Tarkovsky’s Mirror (1975), a film that must wring emotion from even the most insensitive viewer, is an exploration of memory, family, and dream that’s basically indescribable. Tarkovsky said, “Anyone who wants can look at my films as into a mirror, in which he will see himself.” Throughout the film, we see fragments of different stages of the main characters’ lives, not in chronological order, but linked by a word, a visual idea, an association, in a way that the director called “turning time back through conscience.” Each shot is vivid and actual. We become aware of an inconsolably tragic experience of the past, and at the same time of the triumphantly tragic power of great art.

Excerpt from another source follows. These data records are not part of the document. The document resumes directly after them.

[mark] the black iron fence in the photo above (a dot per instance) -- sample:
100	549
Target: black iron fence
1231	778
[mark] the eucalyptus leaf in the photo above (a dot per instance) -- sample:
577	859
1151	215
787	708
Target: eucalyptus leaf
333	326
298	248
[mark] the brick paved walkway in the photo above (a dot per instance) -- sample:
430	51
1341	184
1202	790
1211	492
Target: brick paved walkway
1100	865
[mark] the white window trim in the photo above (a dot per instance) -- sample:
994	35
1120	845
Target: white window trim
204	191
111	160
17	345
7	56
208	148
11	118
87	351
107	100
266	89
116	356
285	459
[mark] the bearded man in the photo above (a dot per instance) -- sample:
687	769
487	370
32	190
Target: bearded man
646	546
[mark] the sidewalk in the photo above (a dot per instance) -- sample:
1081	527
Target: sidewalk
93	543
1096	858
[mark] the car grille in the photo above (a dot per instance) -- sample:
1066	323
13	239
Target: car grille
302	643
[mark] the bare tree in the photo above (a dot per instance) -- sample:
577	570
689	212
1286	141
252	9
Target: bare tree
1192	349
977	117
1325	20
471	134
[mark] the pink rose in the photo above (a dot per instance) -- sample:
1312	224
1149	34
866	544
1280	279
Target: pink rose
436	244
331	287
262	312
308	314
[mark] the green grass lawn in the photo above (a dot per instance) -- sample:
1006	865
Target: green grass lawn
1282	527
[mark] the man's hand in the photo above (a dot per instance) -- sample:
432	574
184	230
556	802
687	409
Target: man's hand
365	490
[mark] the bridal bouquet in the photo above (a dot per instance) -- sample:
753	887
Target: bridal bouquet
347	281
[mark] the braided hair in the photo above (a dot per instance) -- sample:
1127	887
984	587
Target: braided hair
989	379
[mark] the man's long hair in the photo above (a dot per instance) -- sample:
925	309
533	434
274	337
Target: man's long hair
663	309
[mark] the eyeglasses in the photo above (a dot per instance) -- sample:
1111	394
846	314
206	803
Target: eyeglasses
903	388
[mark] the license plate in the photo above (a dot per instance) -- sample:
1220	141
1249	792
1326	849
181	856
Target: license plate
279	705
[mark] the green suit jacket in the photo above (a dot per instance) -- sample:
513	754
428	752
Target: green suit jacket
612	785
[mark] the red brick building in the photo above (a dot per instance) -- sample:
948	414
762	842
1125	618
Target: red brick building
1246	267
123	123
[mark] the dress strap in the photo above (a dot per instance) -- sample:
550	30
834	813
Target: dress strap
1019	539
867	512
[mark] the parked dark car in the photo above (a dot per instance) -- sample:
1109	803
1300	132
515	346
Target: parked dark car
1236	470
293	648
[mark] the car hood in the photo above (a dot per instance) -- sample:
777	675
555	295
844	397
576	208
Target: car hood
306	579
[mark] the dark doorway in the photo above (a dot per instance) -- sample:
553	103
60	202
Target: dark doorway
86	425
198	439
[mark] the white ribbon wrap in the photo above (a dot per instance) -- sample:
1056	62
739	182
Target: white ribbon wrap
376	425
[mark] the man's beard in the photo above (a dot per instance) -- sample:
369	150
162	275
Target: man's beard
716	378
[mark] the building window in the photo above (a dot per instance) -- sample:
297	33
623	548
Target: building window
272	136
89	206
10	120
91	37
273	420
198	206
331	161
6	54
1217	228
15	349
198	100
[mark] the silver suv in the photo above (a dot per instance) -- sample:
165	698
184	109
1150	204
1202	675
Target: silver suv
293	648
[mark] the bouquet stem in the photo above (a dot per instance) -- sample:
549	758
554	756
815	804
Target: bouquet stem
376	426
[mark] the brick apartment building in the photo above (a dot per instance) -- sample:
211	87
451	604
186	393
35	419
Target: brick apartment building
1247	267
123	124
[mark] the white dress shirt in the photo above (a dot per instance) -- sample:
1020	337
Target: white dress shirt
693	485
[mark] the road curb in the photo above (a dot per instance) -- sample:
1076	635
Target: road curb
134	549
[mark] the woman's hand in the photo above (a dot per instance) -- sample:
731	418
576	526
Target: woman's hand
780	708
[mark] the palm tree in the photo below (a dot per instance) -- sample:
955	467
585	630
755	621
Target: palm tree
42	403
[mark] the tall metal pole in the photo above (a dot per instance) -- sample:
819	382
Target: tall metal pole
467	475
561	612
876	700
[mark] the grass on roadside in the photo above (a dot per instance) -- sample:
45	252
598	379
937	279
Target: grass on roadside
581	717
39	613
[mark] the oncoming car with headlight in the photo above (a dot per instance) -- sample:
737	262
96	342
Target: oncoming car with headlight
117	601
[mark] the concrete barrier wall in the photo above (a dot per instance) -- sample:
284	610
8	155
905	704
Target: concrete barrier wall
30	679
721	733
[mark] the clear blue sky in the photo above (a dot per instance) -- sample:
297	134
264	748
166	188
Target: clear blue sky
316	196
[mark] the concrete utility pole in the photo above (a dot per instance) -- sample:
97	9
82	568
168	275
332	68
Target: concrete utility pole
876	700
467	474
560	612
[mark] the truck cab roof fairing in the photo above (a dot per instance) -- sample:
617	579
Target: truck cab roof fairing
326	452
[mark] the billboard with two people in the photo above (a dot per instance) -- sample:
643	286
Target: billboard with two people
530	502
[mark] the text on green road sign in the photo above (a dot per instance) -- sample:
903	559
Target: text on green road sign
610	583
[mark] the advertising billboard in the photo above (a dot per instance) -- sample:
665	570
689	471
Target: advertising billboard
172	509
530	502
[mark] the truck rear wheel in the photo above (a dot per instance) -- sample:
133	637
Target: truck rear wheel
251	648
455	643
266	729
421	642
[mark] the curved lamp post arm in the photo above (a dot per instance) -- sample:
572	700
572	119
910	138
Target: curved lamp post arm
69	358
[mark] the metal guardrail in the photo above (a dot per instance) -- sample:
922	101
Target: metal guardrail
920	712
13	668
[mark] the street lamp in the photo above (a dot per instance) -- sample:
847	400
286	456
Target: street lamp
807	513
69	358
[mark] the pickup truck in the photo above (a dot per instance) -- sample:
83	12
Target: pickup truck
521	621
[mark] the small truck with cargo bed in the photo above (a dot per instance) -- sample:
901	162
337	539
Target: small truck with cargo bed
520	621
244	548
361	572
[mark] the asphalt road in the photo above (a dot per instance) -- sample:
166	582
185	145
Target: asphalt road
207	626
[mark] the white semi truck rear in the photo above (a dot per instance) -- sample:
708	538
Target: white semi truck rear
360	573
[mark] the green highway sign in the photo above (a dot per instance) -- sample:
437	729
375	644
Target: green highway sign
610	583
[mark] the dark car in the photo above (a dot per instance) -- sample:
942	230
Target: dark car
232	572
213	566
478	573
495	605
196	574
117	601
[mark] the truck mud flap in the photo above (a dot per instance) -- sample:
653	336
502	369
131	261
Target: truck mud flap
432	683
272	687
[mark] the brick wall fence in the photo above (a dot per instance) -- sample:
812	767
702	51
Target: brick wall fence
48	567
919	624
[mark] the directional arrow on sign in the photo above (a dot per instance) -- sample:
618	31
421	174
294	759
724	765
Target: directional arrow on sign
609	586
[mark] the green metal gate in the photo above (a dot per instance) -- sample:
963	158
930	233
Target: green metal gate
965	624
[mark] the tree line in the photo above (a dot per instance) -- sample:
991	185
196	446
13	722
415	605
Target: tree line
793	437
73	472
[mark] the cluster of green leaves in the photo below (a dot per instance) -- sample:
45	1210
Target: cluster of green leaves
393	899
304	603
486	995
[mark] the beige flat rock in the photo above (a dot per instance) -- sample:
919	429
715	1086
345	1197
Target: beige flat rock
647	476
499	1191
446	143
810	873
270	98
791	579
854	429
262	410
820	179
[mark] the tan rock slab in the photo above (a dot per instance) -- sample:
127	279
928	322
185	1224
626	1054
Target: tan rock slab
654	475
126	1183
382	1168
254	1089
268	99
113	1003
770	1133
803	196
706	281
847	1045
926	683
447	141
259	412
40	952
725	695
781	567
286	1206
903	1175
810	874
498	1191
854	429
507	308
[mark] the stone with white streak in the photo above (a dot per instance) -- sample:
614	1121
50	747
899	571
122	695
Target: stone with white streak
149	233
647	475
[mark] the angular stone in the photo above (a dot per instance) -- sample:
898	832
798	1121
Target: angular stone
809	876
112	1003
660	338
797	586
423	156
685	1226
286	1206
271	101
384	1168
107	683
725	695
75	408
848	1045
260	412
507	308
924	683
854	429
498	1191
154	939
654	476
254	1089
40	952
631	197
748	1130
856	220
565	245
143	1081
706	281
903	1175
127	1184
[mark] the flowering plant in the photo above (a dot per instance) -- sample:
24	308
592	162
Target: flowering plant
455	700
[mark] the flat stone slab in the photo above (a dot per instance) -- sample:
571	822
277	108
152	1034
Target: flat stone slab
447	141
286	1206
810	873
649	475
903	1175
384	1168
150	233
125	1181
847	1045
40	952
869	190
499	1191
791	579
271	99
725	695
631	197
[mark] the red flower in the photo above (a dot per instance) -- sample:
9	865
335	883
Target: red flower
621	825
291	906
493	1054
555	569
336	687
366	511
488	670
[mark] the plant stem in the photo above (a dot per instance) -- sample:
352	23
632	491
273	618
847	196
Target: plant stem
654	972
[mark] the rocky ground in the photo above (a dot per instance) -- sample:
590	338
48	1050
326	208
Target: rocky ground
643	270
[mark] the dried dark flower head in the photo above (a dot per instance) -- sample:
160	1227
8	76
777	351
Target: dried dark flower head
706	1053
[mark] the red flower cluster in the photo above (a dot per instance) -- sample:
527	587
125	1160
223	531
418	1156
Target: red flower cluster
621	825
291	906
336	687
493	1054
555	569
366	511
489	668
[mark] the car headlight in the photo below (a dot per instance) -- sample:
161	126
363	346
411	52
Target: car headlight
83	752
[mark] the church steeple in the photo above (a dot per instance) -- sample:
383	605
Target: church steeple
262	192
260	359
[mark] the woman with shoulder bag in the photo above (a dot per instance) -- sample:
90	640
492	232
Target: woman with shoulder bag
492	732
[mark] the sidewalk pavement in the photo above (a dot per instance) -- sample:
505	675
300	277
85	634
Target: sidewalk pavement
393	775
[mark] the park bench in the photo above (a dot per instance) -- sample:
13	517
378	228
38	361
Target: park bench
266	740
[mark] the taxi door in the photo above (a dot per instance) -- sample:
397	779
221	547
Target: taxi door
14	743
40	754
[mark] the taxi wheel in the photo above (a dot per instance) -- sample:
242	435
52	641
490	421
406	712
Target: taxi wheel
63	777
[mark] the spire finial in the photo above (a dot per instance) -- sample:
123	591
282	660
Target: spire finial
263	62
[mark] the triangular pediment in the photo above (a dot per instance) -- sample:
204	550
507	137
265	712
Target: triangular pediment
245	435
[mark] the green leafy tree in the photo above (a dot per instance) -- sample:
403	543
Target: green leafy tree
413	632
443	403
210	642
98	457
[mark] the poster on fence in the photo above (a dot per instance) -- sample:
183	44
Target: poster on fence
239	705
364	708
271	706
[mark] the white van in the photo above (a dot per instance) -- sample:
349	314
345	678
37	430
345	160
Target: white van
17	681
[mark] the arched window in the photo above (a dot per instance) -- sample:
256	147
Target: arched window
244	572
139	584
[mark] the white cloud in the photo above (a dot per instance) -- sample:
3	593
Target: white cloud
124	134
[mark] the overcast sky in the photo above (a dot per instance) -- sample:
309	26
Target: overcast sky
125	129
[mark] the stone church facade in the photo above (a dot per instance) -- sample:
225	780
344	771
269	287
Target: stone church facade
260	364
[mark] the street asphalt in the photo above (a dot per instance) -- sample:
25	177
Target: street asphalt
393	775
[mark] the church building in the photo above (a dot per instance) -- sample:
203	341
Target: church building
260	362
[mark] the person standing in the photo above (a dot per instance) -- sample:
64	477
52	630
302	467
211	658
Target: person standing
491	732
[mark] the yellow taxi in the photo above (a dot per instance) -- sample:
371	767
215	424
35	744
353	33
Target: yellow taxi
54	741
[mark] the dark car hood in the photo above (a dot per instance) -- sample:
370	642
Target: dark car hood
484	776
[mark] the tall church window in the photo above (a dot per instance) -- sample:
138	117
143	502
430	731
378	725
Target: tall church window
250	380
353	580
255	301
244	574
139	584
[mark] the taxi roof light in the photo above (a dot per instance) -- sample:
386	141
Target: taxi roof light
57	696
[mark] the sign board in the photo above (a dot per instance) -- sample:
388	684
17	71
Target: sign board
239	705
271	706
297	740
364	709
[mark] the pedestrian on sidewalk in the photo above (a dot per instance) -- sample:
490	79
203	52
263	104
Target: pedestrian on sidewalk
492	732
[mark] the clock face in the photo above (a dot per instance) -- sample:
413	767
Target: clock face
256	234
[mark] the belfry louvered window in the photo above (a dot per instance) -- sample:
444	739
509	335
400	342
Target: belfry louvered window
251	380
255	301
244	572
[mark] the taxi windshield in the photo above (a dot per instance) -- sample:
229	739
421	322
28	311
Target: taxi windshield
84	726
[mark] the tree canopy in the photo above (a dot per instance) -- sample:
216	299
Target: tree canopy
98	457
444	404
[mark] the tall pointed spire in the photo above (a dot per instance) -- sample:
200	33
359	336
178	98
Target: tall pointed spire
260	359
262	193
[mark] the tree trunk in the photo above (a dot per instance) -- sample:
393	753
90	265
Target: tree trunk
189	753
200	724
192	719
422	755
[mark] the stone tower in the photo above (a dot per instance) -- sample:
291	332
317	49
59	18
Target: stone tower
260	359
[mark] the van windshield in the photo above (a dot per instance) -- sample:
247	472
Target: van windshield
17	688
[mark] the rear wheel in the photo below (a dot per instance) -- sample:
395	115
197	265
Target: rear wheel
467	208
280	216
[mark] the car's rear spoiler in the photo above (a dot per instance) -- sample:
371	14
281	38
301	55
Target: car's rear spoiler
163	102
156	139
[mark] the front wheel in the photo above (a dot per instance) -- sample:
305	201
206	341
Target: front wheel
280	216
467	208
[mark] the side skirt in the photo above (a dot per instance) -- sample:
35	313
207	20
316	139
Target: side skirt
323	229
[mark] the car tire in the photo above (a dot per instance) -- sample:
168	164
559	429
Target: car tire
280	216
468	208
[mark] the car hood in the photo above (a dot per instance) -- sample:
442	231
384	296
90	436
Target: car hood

In the last shot, an old woman and two children walk away from the camera across a field. The camera tracks diagonally — sideways and back — so that birch trees begin to fill the space between the people and the camera. Suddenly, the camera zooms in, as if seized by the urge to catch up with the people and unwilling to let them go, or perhaps simply to test and affirm again, for the last time, the reality of the curtain of woods that’s just interposed itself (the woods are a major element in the film, surrounding the childhood home, the privileged outpost of memory and meaning, from whose orientation the last shot is implicitly taken). This impulse is only momentary, and the camera immediately zooms out, continuing its gliding movement backwards, the trees becoming thicker.
The Tarkovskyan zoom is spirit, breath (the zoom’s movement into the landscape echoes the mysterious wind that blows across the field near the beginning of the film). It realizes the promise of photography: unmooring perception from space. At the same time, it insists on the earth and its presence.
Tarkovsky brings us out of the cinematic world that surrounds us and takes us back into the real world. Which is sort of what Rossellini does, too, and which is the reverse direction from most films’ trajectory. Commercial cinema and television practitioners always labor to fill up given time quantities; their products rarely manage to distract us completely from the depressing awareness of the time we waste in consuming them. In standard movie and TV usage, the independence from space granted by the zoom merely reinforces the arbitrary regime of time. On the other hand, Rossellini, Bava, Franco, and Tarkovsky use this independence to deplete time. They show that a movie is not just entertainment, but the imaginary collapsible space of our relation to the world.